A widely used food additive, carboxymethylcellulose, alters the intestinal environment of healthy people, perturbing levels of beneficial bacteria and nutrients, a new study shows.
The findings, published in the journal Gastroenterology, demonstrate the need for further study of the long-term impacts of this food additive on health.
“It certainly disproves the ‘it just passes through’ argument…”
Carboxymethylcellulose (CMC) is a synthetic member of a widely used class of food additives, termed emulsifiers, which are added to many processed foods to enhance texture and promote shelf life.
Researchers have not extensively tested CMC in humans but the additive has been increasingly used in processed foods since the 1960s. It had long been assumed that CMC was safe to ingest because it is eliminated in the feces without being absorbed.
However, increasing appreciation of the health benefits provided by bacteria that normally live in the colon, and thus would interact with non-absorbed additives, has led scientists to challenge this assumption.
Experiments in mice found that CMC, and some other emulsifiers, altered gut bacteria resulting in more severe disease in a range of chronic inflammatory conditions, including colitis, metabolic syndrome, and colon cancer. However, the extent to which such results are applicable to humans had not been previously investigated.
The team performed a randomized controlled-feeding study in healthy volunteers. Participants, housed at the study site, consumed an additive-free diet or an identical diet supplemented with carboxymethylcellulose (CMC).
Because the diseases CMC promotes in mice take years to arise in humans, the researchers focused on intestinal bacteria and metabolites. They found that CMC consumption changed the make-up of bacteria populating the colon, reducing select species.
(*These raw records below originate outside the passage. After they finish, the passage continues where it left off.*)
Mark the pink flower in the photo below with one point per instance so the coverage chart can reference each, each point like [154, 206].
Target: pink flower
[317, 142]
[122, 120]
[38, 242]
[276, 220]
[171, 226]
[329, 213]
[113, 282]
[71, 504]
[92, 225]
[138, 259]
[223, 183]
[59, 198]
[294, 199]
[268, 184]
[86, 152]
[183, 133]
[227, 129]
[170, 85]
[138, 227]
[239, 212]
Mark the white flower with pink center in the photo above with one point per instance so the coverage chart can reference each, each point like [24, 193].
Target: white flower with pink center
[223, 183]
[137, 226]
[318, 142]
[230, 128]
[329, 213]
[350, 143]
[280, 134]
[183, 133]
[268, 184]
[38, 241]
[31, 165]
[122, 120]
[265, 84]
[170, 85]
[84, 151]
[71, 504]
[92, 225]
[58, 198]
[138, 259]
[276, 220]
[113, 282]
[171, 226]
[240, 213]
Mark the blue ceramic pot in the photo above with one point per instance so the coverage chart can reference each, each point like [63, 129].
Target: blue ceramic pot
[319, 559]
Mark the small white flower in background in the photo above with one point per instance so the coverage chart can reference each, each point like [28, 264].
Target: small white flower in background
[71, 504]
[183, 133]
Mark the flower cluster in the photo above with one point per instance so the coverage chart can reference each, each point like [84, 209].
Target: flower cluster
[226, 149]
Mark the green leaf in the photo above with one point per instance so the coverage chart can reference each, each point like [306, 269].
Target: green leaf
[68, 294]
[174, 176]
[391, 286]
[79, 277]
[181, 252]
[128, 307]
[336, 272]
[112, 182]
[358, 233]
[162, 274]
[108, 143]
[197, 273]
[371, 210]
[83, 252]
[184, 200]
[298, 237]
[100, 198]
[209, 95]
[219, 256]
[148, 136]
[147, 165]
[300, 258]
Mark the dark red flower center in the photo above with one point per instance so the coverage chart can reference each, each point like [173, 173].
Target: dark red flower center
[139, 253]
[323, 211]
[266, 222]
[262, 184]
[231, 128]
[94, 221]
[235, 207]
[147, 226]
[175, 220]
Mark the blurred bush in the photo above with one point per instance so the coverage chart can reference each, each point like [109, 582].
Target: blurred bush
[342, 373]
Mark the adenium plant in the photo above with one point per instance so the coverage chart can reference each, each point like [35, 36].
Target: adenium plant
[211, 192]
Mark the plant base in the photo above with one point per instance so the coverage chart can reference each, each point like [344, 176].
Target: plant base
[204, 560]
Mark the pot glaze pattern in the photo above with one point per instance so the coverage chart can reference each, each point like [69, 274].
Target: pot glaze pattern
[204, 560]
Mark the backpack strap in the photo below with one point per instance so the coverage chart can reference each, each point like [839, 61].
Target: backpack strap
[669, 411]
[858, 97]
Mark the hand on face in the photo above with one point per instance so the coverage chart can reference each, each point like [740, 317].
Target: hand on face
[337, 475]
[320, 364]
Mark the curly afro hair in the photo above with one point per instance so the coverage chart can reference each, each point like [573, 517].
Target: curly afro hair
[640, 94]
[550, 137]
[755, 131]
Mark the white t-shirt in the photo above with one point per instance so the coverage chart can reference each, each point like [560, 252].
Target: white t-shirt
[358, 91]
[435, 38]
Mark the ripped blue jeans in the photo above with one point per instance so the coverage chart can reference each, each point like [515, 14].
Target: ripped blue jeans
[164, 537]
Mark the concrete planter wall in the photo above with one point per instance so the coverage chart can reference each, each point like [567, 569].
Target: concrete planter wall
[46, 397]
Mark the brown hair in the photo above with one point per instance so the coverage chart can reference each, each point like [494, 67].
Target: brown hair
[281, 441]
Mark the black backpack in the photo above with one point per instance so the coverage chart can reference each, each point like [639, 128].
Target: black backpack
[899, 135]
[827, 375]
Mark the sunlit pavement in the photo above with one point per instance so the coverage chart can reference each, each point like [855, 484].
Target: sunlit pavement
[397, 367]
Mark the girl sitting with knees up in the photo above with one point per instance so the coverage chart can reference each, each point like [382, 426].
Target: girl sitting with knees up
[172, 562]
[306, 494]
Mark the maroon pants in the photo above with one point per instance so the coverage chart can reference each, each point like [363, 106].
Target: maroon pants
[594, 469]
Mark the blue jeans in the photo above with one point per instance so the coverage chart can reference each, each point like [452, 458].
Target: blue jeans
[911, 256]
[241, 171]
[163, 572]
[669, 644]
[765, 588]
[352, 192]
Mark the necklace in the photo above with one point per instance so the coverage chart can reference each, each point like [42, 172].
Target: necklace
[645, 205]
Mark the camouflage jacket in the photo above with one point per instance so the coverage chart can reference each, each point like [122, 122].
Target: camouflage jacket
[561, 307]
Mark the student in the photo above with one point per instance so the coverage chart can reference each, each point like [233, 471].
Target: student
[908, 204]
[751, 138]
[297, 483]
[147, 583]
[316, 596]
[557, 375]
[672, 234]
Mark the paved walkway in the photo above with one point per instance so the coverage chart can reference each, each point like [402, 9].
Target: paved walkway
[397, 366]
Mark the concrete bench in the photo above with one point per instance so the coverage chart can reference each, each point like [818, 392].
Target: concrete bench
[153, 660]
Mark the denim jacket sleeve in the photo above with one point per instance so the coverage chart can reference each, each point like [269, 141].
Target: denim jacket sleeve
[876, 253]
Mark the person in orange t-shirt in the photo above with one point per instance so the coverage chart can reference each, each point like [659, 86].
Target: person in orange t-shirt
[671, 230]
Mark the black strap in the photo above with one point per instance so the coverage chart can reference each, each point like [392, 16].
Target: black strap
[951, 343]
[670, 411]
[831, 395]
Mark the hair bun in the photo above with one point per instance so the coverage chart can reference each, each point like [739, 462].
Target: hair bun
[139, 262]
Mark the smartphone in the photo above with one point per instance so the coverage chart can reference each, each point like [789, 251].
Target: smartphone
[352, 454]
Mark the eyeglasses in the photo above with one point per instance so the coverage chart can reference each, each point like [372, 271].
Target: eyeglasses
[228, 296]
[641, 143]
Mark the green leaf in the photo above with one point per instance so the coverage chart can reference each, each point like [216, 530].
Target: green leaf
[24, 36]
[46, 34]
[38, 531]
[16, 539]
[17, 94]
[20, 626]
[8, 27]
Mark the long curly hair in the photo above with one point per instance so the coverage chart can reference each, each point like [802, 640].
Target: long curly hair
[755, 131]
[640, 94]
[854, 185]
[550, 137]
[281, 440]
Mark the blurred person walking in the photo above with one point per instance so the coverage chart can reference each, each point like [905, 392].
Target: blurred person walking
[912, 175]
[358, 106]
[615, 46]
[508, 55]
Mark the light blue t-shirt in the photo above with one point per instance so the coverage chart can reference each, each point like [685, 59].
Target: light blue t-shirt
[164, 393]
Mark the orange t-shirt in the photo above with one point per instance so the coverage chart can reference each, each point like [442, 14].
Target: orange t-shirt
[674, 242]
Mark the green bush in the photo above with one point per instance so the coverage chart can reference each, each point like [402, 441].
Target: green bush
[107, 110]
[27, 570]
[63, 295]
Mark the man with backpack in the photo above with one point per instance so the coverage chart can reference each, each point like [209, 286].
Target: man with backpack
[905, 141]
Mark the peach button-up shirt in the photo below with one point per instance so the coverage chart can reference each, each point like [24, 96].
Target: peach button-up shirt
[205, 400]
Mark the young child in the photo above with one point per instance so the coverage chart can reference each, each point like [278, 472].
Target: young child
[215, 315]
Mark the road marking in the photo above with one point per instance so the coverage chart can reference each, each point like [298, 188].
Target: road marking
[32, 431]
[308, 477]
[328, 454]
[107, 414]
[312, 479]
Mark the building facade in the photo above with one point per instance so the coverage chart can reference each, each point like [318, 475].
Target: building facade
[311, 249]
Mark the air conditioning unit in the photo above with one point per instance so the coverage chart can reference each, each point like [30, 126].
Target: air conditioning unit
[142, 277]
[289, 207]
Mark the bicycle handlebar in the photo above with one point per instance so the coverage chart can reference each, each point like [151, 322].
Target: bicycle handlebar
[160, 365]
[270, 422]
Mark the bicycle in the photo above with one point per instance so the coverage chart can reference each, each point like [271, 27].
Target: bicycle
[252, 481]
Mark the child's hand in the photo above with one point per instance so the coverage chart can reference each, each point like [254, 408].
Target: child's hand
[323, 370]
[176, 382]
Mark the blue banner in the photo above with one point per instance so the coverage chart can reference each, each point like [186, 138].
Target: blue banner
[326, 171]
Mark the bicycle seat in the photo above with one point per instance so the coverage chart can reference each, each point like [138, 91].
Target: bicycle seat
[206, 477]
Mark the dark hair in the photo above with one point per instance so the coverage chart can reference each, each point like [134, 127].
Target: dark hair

Furthermore, fecal samples from CMC-treated participants displayed a stark depletion of beneficial metabolites that are thought to normally maintain a healthy colon.
Lastly, the researchers performed colonoscopies on subjects at the beginning and end of the study and noticed that a subset of subjects consuming CMC displayed gut bacteria encroaching into the mucus, which has previously been observed to be a feature of inflammatory bowel diseases and type 2 diabetes.
Thus, while CMC consumption did not result in any disease per se in this two-week study, collectively the results support the conclusions of animal studies that long-term consumption of this additive might promote chronic inflammatory diseases. Therefore, further studies of this additive are warranted.
“It certainly disproves the ‘it just passes through’ argument used to justify the lack of clinical study on additives,” says senior author Andrew Gewirtz of Georgia State University.
Beyond supporting the need for further study of carboxymethylcellulose, the study “provides a general blueprint to carefully test individual food additives in humans in a well-controlled manner,” says co-senior author James Lewis, of the University of Pennsylvania, where the subjects were enrolled.
Such studies need to be large enough to account for a high degree of subject heterogeneity, says lead author Benoit Chassaing, research director at INSERM, University of Paris. “Indeed, our results suggest that responses to CMC and likely other food additives are highly personalized and we are now designing approaches to predict which individuals might be sensitive to specific additives.”
Additional authors are from Penn State University and the Max Planck Institute. The National Institutes of Health, the European Research Council, the Max Planck Society, the INSERM, and the Kenneth Rainin Foundation funded the work.